I rinsed and repeated; vgarom-8x18 yielded 26 lines on the screen.
vgarom-8x19 yielded 25 lines.  Success!  vgarom-8x20 would have yielded 24 lines.

Whew!


----------



## Bill Evans at Mariposa (Oct 18, 2015)

I have edited the title to remove the "SOLVED". I've proposed a workaround, but I'd really like to know whether there's a way to restrict the screen to 80x25 without messing with font size.


----------



## protocelt (Oct 18, 2015)

For what it's worth, if I have hw.vga.textmode=1 set in /boot/loader.conf, I get an 80x25 console exactly when switching from X to the console with whatever the default font is. I should also probably mention however that I'm using an Nvidia graphics card so no KMS drivers are active if that makes a difference.


----------



## Bill Evans at Mariposa (Oct 18, 2015)

protocelt said:


> For what it's worth, if I have hw.vga.textmode=1 set in /boot/loader.conf, I get an 80x25 console exactly when switching from X to the console with whatever the default font is.
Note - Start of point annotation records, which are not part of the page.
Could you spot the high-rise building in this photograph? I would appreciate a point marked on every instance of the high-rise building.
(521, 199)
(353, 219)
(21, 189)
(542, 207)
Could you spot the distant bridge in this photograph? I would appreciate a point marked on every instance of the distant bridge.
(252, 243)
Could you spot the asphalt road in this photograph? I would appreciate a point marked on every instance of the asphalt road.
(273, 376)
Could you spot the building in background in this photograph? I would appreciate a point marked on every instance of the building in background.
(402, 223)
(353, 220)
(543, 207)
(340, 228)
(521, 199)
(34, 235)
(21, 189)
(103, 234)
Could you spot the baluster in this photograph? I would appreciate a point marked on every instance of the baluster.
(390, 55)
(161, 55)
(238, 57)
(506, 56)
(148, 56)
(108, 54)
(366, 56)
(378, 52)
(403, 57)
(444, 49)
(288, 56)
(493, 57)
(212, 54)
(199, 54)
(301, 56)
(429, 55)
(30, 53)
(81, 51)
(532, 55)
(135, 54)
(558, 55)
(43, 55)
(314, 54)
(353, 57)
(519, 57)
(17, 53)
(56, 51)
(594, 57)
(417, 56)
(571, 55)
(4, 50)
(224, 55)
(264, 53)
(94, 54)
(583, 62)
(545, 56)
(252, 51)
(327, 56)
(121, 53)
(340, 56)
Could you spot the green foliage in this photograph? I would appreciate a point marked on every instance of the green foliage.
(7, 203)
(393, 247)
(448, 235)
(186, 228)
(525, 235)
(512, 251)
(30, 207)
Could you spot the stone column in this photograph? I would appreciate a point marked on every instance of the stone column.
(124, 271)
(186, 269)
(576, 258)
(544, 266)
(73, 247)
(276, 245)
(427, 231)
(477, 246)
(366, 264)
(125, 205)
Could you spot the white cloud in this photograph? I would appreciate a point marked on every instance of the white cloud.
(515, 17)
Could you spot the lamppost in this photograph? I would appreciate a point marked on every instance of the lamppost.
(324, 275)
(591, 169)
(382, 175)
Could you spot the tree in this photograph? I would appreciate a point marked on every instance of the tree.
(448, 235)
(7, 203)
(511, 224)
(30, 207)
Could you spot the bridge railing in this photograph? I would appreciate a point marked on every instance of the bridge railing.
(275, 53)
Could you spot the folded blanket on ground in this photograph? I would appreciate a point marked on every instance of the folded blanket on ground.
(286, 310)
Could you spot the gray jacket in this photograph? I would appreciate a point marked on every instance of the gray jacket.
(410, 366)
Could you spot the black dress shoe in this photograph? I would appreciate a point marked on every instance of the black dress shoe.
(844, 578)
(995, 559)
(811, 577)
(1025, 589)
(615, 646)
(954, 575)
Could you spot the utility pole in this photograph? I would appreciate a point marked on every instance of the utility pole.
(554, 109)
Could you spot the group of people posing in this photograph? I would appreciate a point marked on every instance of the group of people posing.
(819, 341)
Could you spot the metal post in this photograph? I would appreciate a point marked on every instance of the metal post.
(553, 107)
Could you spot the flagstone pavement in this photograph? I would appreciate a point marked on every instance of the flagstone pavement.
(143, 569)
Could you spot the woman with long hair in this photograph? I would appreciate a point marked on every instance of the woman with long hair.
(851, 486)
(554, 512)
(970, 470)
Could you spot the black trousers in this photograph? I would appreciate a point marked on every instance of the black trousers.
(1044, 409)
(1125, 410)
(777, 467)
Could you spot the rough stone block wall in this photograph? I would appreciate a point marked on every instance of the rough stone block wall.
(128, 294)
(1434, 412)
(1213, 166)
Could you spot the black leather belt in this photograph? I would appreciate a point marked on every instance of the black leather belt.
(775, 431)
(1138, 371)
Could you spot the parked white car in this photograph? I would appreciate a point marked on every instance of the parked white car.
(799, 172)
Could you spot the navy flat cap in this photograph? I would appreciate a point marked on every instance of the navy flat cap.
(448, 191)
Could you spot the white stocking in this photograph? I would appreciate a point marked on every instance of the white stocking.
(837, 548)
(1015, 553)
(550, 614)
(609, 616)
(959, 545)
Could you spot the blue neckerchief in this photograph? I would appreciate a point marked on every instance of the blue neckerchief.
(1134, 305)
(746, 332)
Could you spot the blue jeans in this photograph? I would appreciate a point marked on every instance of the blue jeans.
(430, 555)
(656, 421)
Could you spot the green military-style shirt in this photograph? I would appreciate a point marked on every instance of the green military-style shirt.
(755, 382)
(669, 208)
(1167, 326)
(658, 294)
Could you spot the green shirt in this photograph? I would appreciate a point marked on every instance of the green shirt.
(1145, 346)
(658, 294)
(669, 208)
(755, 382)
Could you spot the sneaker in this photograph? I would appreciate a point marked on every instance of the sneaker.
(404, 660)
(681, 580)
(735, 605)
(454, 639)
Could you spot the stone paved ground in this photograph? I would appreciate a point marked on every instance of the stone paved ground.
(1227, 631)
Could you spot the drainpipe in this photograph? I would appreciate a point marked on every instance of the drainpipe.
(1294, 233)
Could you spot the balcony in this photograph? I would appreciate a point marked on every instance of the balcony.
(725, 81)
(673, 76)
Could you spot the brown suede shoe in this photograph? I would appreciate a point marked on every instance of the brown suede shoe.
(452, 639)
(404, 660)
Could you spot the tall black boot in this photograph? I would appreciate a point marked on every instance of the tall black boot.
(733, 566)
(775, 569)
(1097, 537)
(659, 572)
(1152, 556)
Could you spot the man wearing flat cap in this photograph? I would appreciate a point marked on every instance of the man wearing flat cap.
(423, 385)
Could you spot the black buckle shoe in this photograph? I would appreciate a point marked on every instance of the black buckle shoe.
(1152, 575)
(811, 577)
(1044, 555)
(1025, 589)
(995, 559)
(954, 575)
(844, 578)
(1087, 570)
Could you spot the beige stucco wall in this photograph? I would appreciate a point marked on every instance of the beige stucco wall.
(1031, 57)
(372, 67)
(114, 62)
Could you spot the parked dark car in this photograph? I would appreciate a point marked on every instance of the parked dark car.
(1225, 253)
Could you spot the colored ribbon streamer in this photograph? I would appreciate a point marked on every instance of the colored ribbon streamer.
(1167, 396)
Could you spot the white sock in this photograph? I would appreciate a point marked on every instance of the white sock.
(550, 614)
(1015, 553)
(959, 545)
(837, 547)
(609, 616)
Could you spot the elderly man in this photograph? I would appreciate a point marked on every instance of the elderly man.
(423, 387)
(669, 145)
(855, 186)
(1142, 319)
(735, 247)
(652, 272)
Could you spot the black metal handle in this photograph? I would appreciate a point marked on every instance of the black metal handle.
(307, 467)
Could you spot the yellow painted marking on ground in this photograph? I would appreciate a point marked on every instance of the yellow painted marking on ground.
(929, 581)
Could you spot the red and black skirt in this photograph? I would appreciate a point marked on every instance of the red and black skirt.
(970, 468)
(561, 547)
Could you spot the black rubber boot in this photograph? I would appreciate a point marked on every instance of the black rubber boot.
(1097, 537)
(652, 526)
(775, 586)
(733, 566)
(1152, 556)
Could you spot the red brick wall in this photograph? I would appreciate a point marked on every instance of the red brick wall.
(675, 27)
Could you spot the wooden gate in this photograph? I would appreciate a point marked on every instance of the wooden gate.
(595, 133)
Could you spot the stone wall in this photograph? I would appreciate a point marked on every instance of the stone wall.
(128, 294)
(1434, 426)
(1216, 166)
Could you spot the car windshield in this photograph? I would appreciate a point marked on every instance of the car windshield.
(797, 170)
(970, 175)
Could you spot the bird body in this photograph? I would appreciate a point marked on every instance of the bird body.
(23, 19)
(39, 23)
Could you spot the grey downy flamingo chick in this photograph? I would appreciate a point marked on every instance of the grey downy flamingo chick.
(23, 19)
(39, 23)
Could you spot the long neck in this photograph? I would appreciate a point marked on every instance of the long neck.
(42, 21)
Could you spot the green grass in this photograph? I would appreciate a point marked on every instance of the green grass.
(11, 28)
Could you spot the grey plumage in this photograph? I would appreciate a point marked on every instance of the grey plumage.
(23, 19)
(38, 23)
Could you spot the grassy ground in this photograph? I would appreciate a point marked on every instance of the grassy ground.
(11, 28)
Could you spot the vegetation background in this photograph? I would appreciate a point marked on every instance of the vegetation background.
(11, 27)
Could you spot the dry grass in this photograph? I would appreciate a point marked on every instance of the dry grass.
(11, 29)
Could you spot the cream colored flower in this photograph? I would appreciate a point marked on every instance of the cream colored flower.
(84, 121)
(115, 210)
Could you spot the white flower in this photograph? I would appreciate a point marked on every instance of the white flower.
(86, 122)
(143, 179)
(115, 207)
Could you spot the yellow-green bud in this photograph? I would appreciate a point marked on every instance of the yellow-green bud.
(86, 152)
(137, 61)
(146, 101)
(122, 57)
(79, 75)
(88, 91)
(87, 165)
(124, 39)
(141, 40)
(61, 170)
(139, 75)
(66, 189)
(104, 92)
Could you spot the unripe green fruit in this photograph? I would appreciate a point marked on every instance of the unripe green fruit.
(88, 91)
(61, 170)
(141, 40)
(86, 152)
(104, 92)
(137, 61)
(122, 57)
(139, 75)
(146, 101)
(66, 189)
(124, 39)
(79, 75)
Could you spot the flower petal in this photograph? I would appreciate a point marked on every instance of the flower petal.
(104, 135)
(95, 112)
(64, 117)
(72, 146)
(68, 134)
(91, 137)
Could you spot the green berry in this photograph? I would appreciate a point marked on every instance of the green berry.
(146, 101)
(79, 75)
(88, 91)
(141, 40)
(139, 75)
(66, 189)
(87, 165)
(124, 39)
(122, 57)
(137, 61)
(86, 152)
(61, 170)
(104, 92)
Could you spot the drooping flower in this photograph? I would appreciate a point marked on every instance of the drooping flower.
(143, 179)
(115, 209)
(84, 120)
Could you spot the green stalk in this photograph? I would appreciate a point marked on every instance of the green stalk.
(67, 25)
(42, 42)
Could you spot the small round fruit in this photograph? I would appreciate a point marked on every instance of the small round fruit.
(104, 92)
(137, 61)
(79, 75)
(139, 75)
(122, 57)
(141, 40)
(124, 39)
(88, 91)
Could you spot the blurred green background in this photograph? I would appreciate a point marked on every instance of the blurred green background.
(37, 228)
I wish that would have worked for me. *:*(


----------



## wblock@ (Oct 18, 2015)

It does work, until X starts, anyway.  It lets vt(4) use the normal text mode, but starting X switches it to a graphics mode.  Presumably the ROM fonts could be copied out somewhere and converted to a usable format.  The card would still be in graphics mode, so the scrolling might be slower.  But it would look the same.


----------



## Bill Evans at Mariposa (Oct 18, 2015)

wblock@ said:


> until X starts



Aye, that's my problem. *:*(


----------